Para ajudar nesse processo, o profissional precisa repor o líquido, os sais minerais, como o sódio, o cloro, entre outros. Então, o primeiro cuidado reforçado por Botelho é a hidratação, com água, sucos, vitaminas e até mesmo isotônicos. Até mesmo para ajudar na função renal, porque no calor, urinamos menos. Outro efeito das altas temperaturas no organismo é a perda de apetite. “Como precisa de menos energia para manter as funções do corpo, é necessário fazer uso de alimentos mais leves, como verduras, legumes e frutas. Frituras e comidas mais pesadas dificultam a digestão. Alimentos calóricos aumentam a quantidade de calor no corpo.”

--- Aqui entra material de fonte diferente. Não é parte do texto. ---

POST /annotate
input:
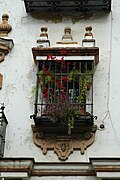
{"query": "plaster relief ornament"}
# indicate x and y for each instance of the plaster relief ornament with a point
(5, 28)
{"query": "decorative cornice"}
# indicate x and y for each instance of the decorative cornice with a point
(33, 168)
(5, 28)
(71, 51)
(67, 5)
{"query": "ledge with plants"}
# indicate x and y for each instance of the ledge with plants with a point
(63, 99)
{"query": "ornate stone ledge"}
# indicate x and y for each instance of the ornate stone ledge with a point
(92, 168)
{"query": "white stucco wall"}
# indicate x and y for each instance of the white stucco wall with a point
(19, 73)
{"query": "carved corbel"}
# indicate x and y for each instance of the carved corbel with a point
(63, 146)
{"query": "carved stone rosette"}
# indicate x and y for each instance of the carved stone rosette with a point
(63, 146)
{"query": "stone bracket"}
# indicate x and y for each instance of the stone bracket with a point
(63, 146)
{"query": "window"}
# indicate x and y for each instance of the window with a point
(64, 89)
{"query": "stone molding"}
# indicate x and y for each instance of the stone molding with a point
(32, 168)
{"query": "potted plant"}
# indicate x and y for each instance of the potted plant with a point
(63, 110)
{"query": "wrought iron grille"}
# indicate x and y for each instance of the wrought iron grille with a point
(72, 5)
(64, 86)
(3, 124)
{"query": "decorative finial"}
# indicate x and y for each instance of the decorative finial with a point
(67, 39)
(88, 40)
(67, 36)
(5, 28)
(43, 40)
(88, 32)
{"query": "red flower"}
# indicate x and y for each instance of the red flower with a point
(45, 95)
(63, 51)
(65, 78)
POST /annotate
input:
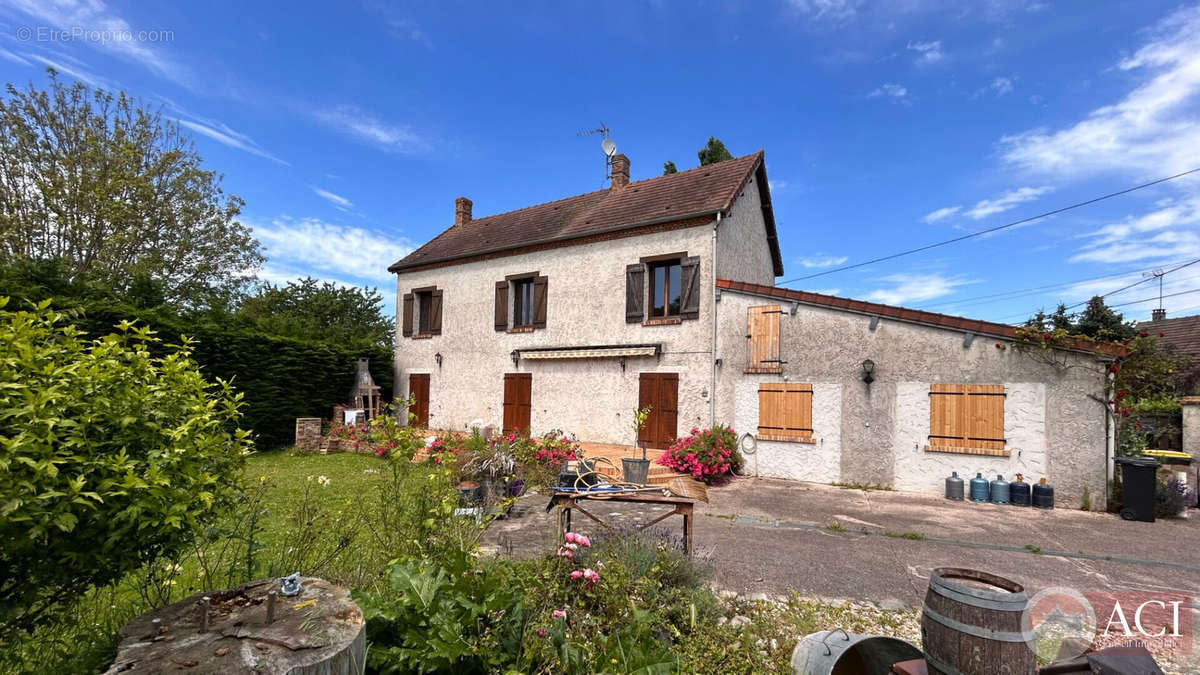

O terceiro ponto destacado pelo médico é a pele. Quem trabalha diretamente exposto ao sol precisa utilizar roupas que ajudem a proteger. “Em alguns casos, até mesmo roupas com mangas compridas, mesmo que causem certo aquecimento, elas protegem do sol. O protetor solar é um amicíssimo. Deve ser usado nas mãos, inclusive. Ele previne não só a queimadura direta, mas também dos cânceres de pele.” Botelho frisa que é preciso seguir o exemplo de Alice e reaplicar o protetor, se possível, de três em três horas. “Mesmo na sombra estamos expostos à radiação indireta. O sol bate, reflete e vai para a sua pele. Isso acontece tanto em ambientes externos, quanto internos. Por isso, há a recomendação de reaplicação do filtro, evitando a ocorrência de problemas.”